To address such cases you can use HSTS response headers, that allow declaring that your web server only takes HTTPS requests. You can implement it this way:

Strict-Transport-Security: max-age=1000; includeSubDomains; preload

Before you implement, do read this helpful advice shared by a web developer on Hacker News:

Be sure that you understand the concept of HSTS! Simply copy/pasting the example from this article will completely break subdomains that are not HTTPS enabled and preloading will break it permanently. I wish the authors made that more clear. Don’t use includesubdomains and preload unless you know what you are doing.

CSP (Content Security Policy)

The security model for the web is based on the same-origin policy. This means that a web browser will only allow a script in the preceding web page to access data from the following page if both pages have the same origin. This policy is bypassed by attacks like cross-site scripting (XSS), in which malicious scripts are injected into trusted websites.

You can use CSP, which will help in significantly minimizing the risk and impact of XSS attacks. You can define CSP using the following meta element in your server HTML or via HTTP headers:

Content-Security-Policy: upgrade-insecure-requests

This directive (upgrade-insecure-requests) upgrades all the HTTP requests to HTTPS requests. CSP offers a wide variety of policy directives that give you the control of defining the source from where a page is allowed to load a resource. The ‘script-src’ directive can prove to be very helpful in case of XSS attack, which controls a set of script-related privileges for a specific page. Other examples include ‘img-src’, ‘media-src’, ‘object-src’, and more.

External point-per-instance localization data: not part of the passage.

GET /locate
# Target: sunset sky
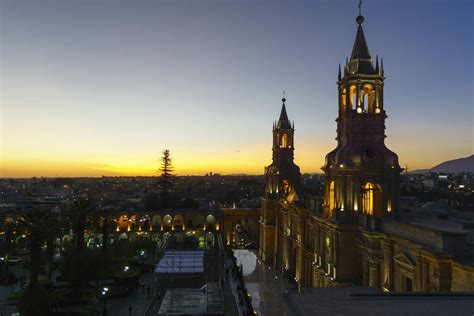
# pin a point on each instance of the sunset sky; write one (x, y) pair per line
(91, 88)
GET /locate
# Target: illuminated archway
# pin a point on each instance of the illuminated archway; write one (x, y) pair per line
(371, 199)
(367, 98)
(331, 197)
(284, 140)
(167, 220)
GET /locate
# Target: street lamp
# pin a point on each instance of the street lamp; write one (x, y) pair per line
(104, 296)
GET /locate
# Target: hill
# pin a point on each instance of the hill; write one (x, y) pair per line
(456, 165)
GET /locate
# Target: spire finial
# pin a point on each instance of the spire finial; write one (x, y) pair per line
(360, 18)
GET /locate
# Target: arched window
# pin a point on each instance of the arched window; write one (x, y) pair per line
(371, 199)
(367, 98)
(332, 202)
(344, 99)
(353, 96)
(285, 187)
(284, 141)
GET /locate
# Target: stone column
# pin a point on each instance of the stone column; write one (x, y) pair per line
(374, 266)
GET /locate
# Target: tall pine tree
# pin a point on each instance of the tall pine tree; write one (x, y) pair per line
(166, 179)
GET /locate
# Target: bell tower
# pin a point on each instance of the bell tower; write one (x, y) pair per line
(283, 175)
(282, 183)
(361, 173)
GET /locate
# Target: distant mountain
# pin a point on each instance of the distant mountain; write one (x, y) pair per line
(456, 165)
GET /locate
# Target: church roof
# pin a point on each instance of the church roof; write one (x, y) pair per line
(283, 121)
(361, 61)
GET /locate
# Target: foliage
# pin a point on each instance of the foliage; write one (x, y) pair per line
(34, 300)
(166, 178)
(7, 277)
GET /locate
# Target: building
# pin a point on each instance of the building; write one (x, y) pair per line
(358, 235)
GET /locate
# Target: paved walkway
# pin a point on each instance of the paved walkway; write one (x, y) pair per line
(269, 291)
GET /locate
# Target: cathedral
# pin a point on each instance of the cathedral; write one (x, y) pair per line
(357, 235)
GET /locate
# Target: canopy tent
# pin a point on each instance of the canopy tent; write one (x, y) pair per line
(181, 262)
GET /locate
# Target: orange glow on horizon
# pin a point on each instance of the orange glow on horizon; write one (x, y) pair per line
(251, 161)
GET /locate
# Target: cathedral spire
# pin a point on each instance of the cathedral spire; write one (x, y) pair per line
(283, 121)
(361, 61)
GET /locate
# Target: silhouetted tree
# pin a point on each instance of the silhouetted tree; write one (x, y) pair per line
(78, 215)
(166, 178)
(36, 222)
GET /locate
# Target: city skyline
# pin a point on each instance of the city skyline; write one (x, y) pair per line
(77, 102)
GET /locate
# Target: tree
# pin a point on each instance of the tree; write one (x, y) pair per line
(166, 179)
(35, 300)
(78, 215)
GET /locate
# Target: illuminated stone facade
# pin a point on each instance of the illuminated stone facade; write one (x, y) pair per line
(358, 235)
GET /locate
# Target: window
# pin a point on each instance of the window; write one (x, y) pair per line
(331, 197)
(371, 199)
(284, 141)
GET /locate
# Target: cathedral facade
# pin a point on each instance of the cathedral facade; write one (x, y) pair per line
(357, 235)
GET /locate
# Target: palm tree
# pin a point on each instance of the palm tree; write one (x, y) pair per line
(35, 222)
(78, 215)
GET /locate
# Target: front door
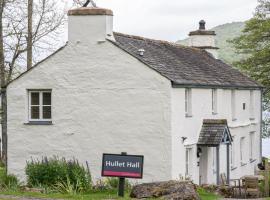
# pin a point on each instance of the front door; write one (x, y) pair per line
(203, 162)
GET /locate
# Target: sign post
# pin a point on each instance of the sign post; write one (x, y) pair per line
(121, 183)
(122, 166)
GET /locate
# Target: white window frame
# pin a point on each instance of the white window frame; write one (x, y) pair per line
(233, 105)
(251, 145)
(188, 102)
(214, 159)
(214, 101)
(233, 153)
(188, 161)
(40, 105)
(242, 151)
(252, 105)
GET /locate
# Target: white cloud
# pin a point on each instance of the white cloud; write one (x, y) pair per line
(173, 19)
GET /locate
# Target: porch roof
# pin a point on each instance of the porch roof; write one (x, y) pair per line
(214, 132)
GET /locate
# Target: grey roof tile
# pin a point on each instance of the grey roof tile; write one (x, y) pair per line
(183, 65)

Before you implement CSP, take into account the following advice from a Hacker News user:

“CSP can be really hard to set up. For instance: if you include google analytics, you need to set a script-src and a img-src. The article does a good job of explaining you should use CSP monitoring (I recommend sentry), but it doesn’t explain how deceptive it can be. You’ll get tons of reports of CSP exceptions caused by browsers plugins that attempt to inject CSS or JS. You must learn to distinguish which errors you can fix, and which are out of your control.

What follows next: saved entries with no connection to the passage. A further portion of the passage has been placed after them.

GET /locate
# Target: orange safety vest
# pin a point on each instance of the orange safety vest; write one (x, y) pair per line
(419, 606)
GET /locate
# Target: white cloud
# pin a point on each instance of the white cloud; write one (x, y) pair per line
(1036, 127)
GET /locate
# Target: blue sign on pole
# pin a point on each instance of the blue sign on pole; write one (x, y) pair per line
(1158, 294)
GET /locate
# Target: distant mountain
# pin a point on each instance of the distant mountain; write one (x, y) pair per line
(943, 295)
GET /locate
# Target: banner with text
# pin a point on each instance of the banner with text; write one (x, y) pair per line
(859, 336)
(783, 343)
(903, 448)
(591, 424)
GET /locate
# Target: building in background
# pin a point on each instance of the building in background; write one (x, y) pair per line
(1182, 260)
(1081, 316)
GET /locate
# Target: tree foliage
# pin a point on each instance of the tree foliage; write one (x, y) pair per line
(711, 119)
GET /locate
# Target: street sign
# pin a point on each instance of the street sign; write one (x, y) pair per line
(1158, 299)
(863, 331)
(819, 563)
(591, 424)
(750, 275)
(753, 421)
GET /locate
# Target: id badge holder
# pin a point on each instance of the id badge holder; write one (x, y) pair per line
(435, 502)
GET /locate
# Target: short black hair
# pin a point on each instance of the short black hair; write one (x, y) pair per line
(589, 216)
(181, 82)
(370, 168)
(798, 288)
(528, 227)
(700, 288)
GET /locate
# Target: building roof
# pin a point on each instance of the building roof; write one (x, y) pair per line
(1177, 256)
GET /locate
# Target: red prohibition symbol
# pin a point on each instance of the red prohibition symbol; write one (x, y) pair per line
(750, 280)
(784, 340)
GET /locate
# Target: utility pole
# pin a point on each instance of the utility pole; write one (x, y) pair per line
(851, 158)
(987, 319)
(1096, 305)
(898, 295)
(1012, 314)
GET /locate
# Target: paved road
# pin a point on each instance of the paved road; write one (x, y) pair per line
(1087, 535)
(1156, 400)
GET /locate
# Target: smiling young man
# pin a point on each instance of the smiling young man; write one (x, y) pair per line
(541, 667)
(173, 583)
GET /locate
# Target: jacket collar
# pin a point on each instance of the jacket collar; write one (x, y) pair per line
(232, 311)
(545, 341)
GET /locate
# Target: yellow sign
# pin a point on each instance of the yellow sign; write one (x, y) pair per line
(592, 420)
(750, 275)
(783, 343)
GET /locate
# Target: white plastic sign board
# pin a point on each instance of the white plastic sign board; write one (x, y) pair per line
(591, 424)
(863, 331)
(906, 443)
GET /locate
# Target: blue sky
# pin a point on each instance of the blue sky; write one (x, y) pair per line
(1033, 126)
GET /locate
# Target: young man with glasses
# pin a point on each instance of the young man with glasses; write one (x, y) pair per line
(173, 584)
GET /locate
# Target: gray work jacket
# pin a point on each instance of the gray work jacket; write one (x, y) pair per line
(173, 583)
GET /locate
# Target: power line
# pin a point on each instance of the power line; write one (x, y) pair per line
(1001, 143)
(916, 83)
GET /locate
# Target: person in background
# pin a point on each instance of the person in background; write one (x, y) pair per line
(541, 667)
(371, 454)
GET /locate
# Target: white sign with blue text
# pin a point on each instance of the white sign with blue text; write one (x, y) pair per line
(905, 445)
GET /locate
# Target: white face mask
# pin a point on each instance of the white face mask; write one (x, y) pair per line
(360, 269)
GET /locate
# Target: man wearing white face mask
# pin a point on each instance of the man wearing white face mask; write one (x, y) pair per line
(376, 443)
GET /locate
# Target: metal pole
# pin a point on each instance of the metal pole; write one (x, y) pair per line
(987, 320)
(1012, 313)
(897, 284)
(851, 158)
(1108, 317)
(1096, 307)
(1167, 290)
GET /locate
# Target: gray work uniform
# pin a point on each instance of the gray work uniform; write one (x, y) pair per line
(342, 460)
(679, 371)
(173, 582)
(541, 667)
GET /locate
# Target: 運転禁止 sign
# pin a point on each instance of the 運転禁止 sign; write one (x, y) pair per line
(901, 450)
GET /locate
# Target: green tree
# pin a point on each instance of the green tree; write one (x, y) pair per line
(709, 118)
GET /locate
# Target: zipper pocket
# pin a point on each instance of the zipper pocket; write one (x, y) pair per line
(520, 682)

Modern popular frontend frameworks will be broken by CSP as they rely heavily on injecting CSS (a concept known as JSS or ‘styled components’). As these techniques are often adopted by less experienced devs, you’ll see many ‘solutions’ on StackOverflow and Github that you should set unsafe-inline in your CSP. This is bad advise as it will basically disable CSP! I have attempted to raise awareness in the past but I always got the ‘you’re holding it wrong’ reply (even on HN). The real solution is that your build system should separate the CSS from JS during build time. Not many popular build systems (such as create-react-app) support this.”

Despite these advantages, Judis in his talk highlighted that not many websites have put it to work and merely 6% are using it. He wrote in a post, “To see how many sites serve content with CSP I ran a query on HTTP Archive and found out that only 6% of the crawled sites use CSP. I think we can do better to make the web a safer place and to avoid our users mining cryptocurrency without knowing it.

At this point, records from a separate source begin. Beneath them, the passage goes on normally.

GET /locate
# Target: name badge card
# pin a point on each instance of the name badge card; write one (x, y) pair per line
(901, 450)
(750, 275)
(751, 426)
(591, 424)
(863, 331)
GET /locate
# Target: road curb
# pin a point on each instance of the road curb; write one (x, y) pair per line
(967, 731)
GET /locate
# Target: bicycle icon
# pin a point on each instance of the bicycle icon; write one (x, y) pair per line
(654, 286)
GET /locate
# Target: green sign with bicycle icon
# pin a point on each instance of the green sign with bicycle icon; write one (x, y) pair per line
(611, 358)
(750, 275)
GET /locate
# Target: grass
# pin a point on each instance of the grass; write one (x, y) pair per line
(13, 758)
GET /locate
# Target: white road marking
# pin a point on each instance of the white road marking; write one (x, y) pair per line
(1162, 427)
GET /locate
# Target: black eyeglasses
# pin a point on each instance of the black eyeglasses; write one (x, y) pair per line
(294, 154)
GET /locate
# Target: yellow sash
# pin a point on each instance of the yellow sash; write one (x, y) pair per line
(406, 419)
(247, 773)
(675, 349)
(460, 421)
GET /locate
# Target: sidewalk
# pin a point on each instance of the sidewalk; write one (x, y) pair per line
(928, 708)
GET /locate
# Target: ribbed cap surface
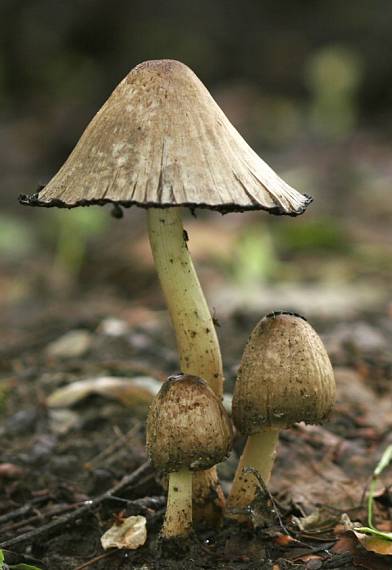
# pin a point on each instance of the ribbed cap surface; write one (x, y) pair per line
(160, 140)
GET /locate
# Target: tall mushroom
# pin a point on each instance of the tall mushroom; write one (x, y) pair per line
(160, 142)
(285, 376)
(188, 429)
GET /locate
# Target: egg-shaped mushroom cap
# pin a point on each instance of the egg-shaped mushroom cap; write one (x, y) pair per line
(160, 140)
(285, 376)
(187, 426)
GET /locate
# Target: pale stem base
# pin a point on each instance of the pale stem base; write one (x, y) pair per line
(178, 518)
(259, 453)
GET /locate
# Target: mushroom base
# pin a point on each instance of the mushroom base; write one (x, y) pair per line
(178, 518)
(259, 453)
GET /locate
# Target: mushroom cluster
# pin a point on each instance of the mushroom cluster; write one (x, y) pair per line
(161, 142)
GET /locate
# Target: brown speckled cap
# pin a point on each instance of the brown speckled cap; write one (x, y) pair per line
(187, 426)
(285, 376)
(161, 140)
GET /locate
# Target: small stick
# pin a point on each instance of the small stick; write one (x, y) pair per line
(86, 507)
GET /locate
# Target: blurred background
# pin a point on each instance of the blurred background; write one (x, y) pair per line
(308, 84)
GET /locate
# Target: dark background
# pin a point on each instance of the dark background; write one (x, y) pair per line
(307, 83)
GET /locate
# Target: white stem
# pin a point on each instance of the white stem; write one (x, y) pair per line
(259, 453)
(178, 518)
(197, 342)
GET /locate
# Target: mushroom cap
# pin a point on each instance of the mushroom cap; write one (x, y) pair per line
(187, 426)
(285, 376)
(161, 140)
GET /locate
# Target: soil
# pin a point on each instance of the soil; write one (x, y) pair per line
(59, 466)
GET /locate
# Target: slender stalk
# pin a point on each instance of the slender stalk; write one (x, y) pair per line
(259, 453)
(197, 342)
(178, 518)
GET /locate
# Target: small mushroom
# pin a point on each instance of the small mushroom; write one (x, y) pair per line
(285, 376)
(188, 430)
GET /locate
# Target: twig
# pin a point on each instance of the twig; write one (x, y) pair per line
(23, 510)
(86, 507)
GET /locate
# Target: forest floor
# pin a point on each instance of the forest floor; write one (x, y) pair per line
(64, 445)
(79, 363)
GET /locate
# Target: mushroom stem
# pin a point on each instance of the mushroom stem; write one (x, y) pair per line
(178, 518)
(197, 342)
(259, 453)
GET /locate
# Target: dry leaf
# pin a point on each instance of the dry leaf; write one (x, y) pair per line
(129, 391)
(130, 534)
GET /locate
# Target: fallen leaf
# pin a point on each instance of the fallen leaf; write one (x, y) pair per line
(130, 391)
(73, 344)
(375, 543)
(130, 534)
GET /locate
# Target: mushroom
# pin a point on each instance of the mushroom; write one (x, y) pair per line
(188, 430)
(285, 376)
(161, 142)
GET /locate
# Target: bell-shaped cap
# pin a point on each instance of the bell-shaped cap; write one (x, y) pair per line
(161, 140)
(187, 426)
(285, 376)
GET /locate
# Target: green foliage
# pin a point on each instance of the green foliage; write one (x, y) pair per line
(254, 259)
(322, 235)
(333, 76)
(21, 566)
(16, 237)
(74, 229)
(384, 462)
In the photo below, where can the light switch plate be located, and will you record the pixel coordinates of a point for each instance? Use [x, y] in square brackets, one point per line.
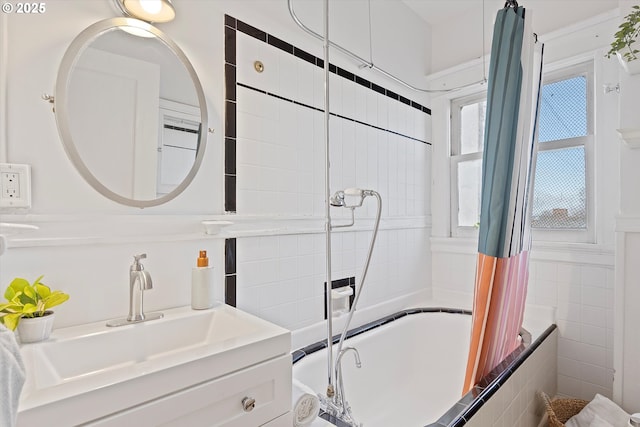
[15, 185]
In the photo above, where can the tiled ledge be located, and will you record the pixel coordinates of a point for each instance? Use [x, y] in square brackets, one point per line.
[579, 253]
[73, 230]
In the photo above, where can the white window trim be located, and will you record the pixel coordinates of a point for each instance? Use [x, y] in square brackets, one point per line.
[587, 235]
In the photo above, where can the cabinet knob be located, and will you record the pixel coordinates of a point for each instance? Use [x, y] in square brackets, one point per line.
[248, 403]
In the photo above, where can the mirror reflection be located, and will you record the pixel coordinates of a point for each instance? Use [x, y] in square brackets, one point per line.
[131, 116]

Judis believes that it is a web developers’ responsibility to ensure that their website or web app is not eating up a user’s data to keep the “web affordable for everybody”. One way to do that is by using the Cache-Control header, which allows you to define response caching policies. This header controls for how long a browser can cache an individual response.

Here is how you can define it:

Cache-Control: max-age=30, public

These were some of the headers that Judis highlighted in his post. The article further explains the use of other headers like Accept-Encoding, Feature-Policy, and more. Go ahead and give it a read!